Out of these three which one would you guys pick and why? 

http://www.captstacy.com/

http://www.carolinaprincess.com/

http://www.continentalshelf.com/


----------



## cobiadude33 (Aug 12, 2007)

ive heard great things about all of them, it depends what kinda trip you are doing. if its overnight, ive heard the best things about continental shelf


----------



## 2aces (Jul 2, 2007)

cobiadude33 said:


> ive heard great things about all of them, it depends what kinda trip you are doing. if its overnight, ive heard the best things about continental shelf


I have been on the captStacy before but that was at least 3 yrs ago when I live in NY. I have booked a 24 trip for march on the Continental shelf but was looking at all three for 12 plus hr trips. Pm me the good things about the 24 hr continental shelf trips and what I should bring as for bait.


----------



## saltandsand (Nov 29, 2007)

Haven't been on any. The gunnels look a bit high on the Continental. The one cancelled without saying why and I like reasonably sure trips, probably didn't get enough to go. I'd go with the first one, looks like a class outfit...but it's really all about the captain and experience, how hard they want to work it.


----------



## Duke of Fluke (May 22, 2002)

2aces said:


> I have been on the captStacy before but that was at least 3 yrs ago when I live in NY. I have booked a 24 trip for march on the Continental shelf but was looking at all three for 12 plus hr trips. Pm me the good things about the 24 hr continental shelf trips and what I should bring as for bait.

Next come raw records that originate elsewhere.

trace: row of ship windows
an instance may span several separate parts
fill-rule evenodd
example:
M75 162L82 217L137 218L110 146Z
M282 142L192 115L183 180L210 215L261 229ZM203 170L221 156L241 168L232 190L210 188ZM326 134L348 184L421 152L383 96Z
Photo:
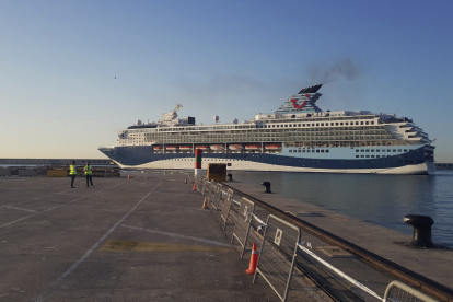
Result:
M387 158L392 158L391 155L386 155ZM361 158L361 159L374 159L374 158L376 158L376 159L380 159L381 158L381 155L356 155L356 159L359 159L359 158ZM382 155L382 158L385 158L385 155ZM398 156L398 158L400 158L400 155Z
M310 149L307 149L307 150L305 150L305 149L302 149L302 150L289 150L290 151L290 153L310 153L310 152L313 152L313 153L328 153L329 152L329 150L324 150L324 149L313 149L313 150L310 150Z
M380 149L376 149L376 150L374 150L374 149L371 149L371 150L368 150L368 149L356 149L356 152L381 152L381 150ZM387 149L387 152L396 152L396 149ZM410 150L409 150L410 151ZM385 152L385 149L382 149L382 152ZM398 149L398 152L407 152L407 149L404 149L404 150L402 150L402 149Z
M359 124L360 123L360 124ZM349 125L355 125L353 121L336 121L336 123L309 123L309 124L277 124L277 125L257 125L257 127L259 128L259 126L262 126L263 128L288 128L288 127L320 127L320 126L349 126ZM374 125L374 121L356 121L356 125Z

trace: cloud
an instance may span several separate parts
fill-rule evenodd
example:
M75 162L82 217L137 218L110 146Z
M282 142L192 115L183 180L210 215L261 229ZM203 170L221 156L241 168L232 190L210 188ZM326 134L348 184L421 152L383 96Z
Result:
M327 84L340 79L355 80L360 72L351 59L342 59L333 65L316 63L309 68L313 83Z

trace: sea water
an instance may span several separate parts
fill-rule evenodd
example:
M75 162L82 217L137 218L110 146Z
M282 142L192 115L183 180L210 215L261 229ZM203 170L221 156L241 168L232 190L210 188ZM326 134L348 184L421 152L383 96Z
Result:
M232 172L233 179L259 185L272 193L411 234L406 214L434 220L432 241L453 248L453 171L435 175L325 174ZM263 187L264 188L264 187Z

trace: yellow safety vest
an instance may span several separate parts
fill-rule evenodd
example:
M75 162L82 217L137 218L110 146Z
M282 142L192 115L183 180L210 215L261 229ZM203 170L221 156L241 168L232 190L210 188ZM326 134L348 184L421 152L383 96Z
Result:
M69 175L77 175L77 170L76 170L76 165L71 164L69 166L70 171L69 171Z
M93 174L93 169L91 167L91 165L85 165L85 175L91 175Z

I am booking the March 8th 24 hour trip on the Carolina Princess if there is still room. Is that the date you are going?


----------



## 2aces (Jul 2, 2007)

Duke of Fluke said:


> I am booking the March 8th 24 hour trip on the Carolina Princess if there is still room. Is that the date you are going?

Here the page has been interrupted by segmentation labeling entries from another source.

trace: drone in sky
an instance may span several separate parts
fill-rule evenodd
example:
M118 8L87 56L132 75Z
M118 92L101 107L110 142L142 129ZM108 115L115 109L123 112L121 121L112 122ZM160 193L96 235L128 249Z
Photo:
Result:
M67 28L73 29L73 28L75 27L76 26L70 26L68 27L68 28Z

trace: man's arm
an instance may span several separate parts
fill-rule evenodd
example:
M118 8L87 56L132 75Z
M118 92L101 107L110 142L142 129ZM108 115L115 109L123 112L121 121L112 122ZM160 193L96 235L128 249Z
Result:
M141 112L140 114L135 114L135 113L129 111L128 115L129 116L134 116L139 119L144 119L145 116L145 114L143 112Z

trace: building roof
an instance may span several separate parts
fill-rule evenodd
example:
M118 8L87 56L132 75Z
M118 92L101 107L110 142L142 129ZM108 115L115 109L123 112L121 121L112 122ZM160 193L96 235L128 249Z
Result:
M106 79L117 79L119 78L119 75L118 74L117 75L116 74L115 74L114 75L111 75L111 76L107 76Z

The 22-33 on the CT shelf of march.


----------



## jhmorgan (May 16, 2007)

Know people who have gone out with Capt Stacy and had good things to say


----------



## Duke of Fluke (May 22, 2002)

Duke of Fluke said:


> I am booking the March 8th 24 hour trip on the Carolina Princess if there is still room. Is that the date you are going?

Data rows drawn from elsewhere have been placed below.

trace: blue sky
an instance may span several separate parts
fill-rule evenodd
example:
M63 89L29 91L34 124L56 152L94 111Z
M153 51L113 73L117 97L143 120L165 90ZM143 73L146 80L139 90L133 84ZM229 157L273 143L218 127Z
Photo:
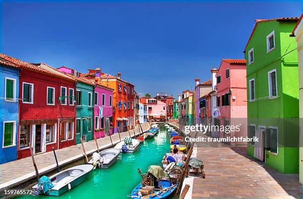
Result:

Oops...wrong boat. I'm actually going on the Continental Shelf.


----------



## cobiadude33 (Aug 12, 2007)

saltandsand said:


> Haven't been on any. The gunnels look a bit high on the Continental. The one cancelled without saying why and I like reasonably sure trips, probably didn't get enough to go. I'd go with the first one, looks like a class outfit...but it's really all about the captain and experience, how hard they want to work it.


I think that may have been part of it, and I heard the boat was being serviced.


----------